Impedance-based cell index normalized to the non-treated control group after exposure of HGK to eluates of the evaluated polymers (PP, BE, ME) for 24 h (a) and 72 h (b). The first column of each group represents the cell index after incubation with the 24 h eluate and the second column with the 72 h eluate.
Light microscopic analysis of HGK after incubation with 72 h eluates of PP (a), BE (b), and ME (c) for 72 h in comparison to the non-treated control (d). HGK undergoing apoptosis are shown exemplarily using arrows.
MTT assay
The MTT assay showed a viability of 78% after incubation of HGK with the 24 h PP eluate (Fig. 4). The viability was reduced to 84% after incubation with the 72 h BE eluate. Both ME eluates as well as the 72 h PP and the 24 h BE eluate showed no reduced viability in the MTT assay. In accordance with ISO guideline24, a test specimen exhibits a cytotoxic potential when the viability is reduced to < 70%, which occurred for none of the evaluated polymers or time points.

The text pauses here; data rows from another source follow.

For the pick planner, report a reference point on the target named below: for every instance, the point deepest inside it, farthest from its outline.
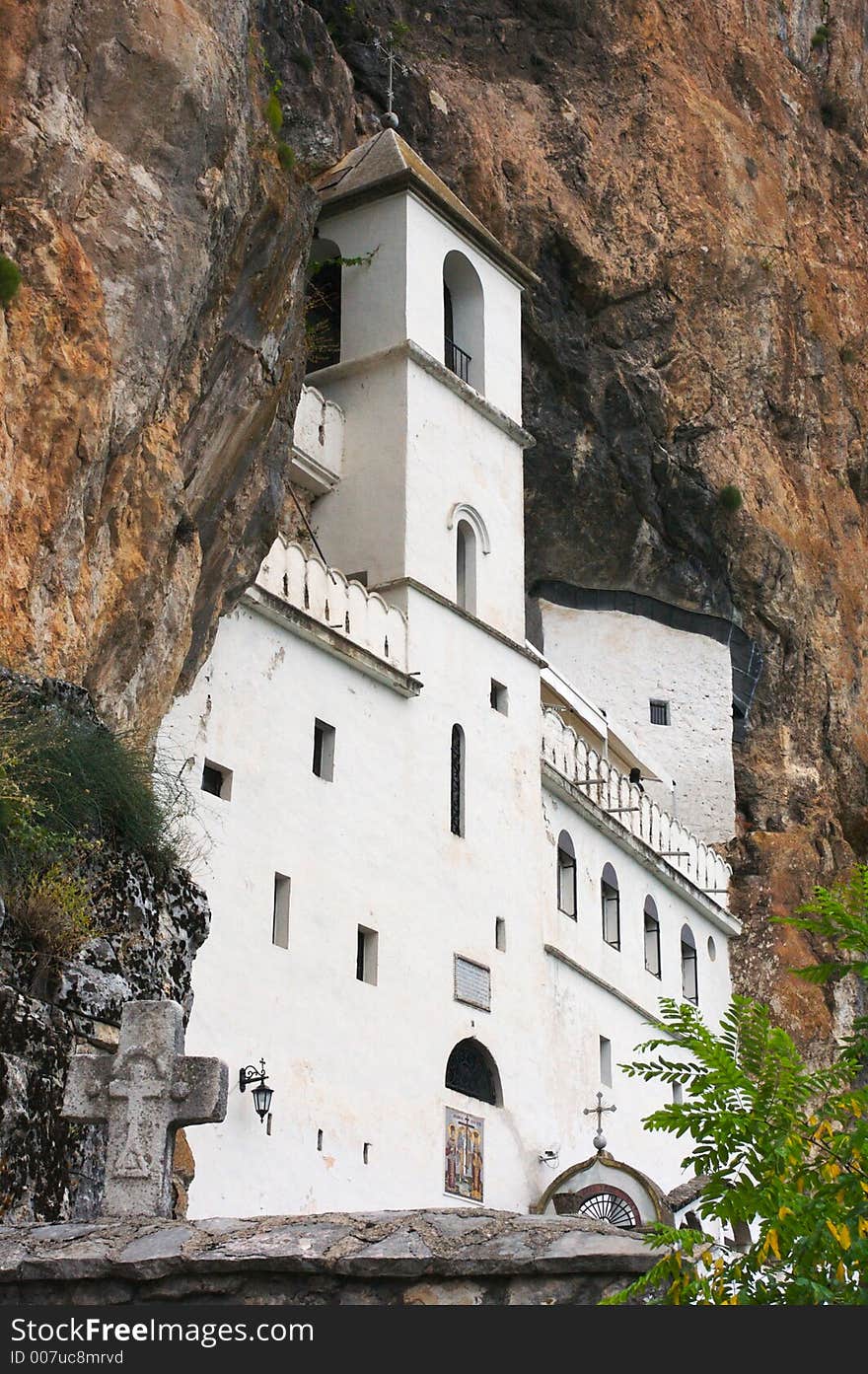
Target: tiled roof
(386, 164)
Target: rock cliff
(688, 182)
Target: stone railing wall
(628, 804)
(345, 607)
(420, 1259)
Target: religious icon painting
(465, 1146)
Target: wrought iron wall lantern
(261, 1095)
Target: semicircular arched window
(463, 321)
(470, 1069)
(601, 1201)
(689, 984)
(653, 937)
(566, 874)
(612, 907)
(323, 305)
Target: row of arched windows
(610, 905)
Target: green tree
(784, 1146)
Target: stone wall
(463, 1256)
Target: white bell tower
(424, 360)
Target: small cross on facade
(599, 1140)
(144, 1091)
(389, 54)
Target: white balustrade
(325, 594)
(632, 808)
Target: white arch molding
(463, 511)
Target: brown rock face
(688, 181)
(151, 360)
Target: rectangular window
(605, 1061)
(500, 698)
(280, 916)
(217, 780)
(472, 982)
(323, 751)
(367, 944)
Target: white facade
(625, 663)
(332, 706)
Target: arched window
(463, 321)
(689, 988)
(323, 305)
(612, 907)
(653, 939)
(470, 1069)
(566, 876)
(456, 782)
(466, 566)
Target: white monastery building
(445, 894)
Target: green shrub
(286, 156)
(10, 279)
(273, 112)
(730, 497)
(52, 908)
(67, 780)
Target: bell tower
(419, 342)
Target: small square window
(323, 751)
(500, 698)
(367, 944)
(660, 712)
(280, 916)
(217, 780)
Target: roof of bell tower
(384, 165)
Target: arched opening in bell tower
(463, 321)
(323, 305)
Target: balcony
(318, 443)
(456, 359)
(350, 613)
(626, 804)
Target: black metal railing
(458, 360)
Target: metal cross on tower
(386, 49)
(599, 1140)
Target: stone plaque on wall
(465, 1150)
(472, 982)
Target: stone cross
(144, 1091)
(599, 1140)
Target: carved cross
(599, 1140)
(144, 1091)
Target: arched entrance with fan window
(606, 1191)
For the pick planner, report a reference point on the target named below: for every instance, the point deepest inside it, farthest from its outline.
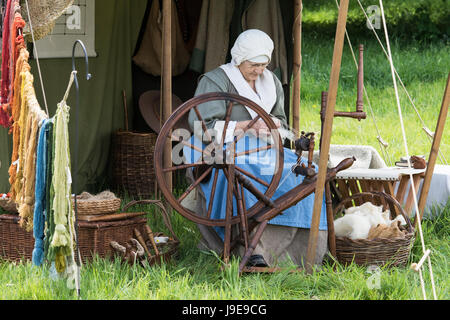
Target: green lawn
(198, 274)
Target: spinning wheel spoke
(247, 152)
(195, 184)
(205, 130)
(184, 166)
(251, 187)
(187, 144)
(213, 192)
(246, 128)
(242, 212)
(248, 174)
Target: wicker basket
(93, 206)
(364, 252)
(17, 245)
(132, 156)
(95, 237)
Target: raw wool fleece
(35, 116)
(358, 221)
(383, 231)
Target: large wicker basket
(94, 237)
(15, 243)
(364, 252)
(96, 206)
(132, 156)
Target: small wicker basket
(132, 156)
(8, 205)
(381, 251)
(90, 205)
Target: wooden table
(393, 180)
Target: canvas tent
(119, 29)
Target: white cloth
(367, 157)
(266, 92)
(250, 44)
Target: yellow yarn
(22, 123)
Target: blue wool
(39, 206)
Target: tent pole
(166, 92)
(297, 67)
(434, 150)
(326, 134)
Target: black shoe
(256, 260)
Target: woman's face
(251, 70)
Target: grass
(198, 275)
(423, 70)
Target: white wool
(399, 218)
(352, 226)
(357, 221)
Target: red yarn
(6, 81)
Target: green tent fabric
(101, 112)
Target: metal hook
(88, 75)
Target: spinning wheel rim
(165, 133)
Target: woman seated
(286, 236)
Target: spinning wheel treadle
(206, 169)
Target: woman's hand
(259, 128)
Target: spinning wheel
(216, 156)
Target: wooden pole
(297, 67)
(326, 134)
(434, 150)
(166, 81)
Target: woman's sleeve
(210, 111)
(278, 109)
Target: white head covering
(256, 46)
(253, 45)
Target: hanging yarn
(49, 193)
(25, 197)
(61, 184)
(17, 186)
(41, 184)
(12, 38)
(22, 66)
(6, 81)
(29, 175)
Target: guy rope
(425, 251)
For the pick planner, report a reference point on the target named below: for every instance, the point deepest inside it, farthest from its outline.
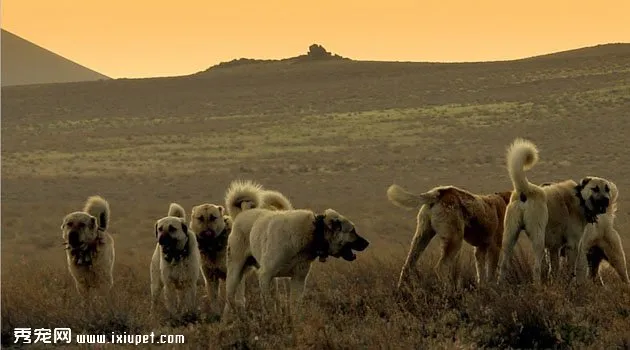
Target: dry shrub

Viability of HGK after exposure to eluates of the tested polymers (PP, BE, ME) in the MTT assay. The first column of each group represents the cell index after incubation with the 24 h eluate and the second column with the 72 h eluate.
Gene expression analysis
A qRT-PCR analysis was performed to investigate possible modulations of relevant genes related to apoptosis and inflammation. Electropherograms and virtual gels (Fig. 5) obtained from the total RNA extraction of HGK, both the unexposed control and after incubation with eluates, showed two distinct peaks for the control 18S and 28S rRNAs. The integrity and amount of total RNA was measured in all groups and considered as appropriate for the qRT-PCR analysis. Figure 6 shows the results of the qRT-PCR analysis for distinct biomarkers related to (pro-)apoptotic and (pro-)inflammatory processes after an incubation period of 72 h.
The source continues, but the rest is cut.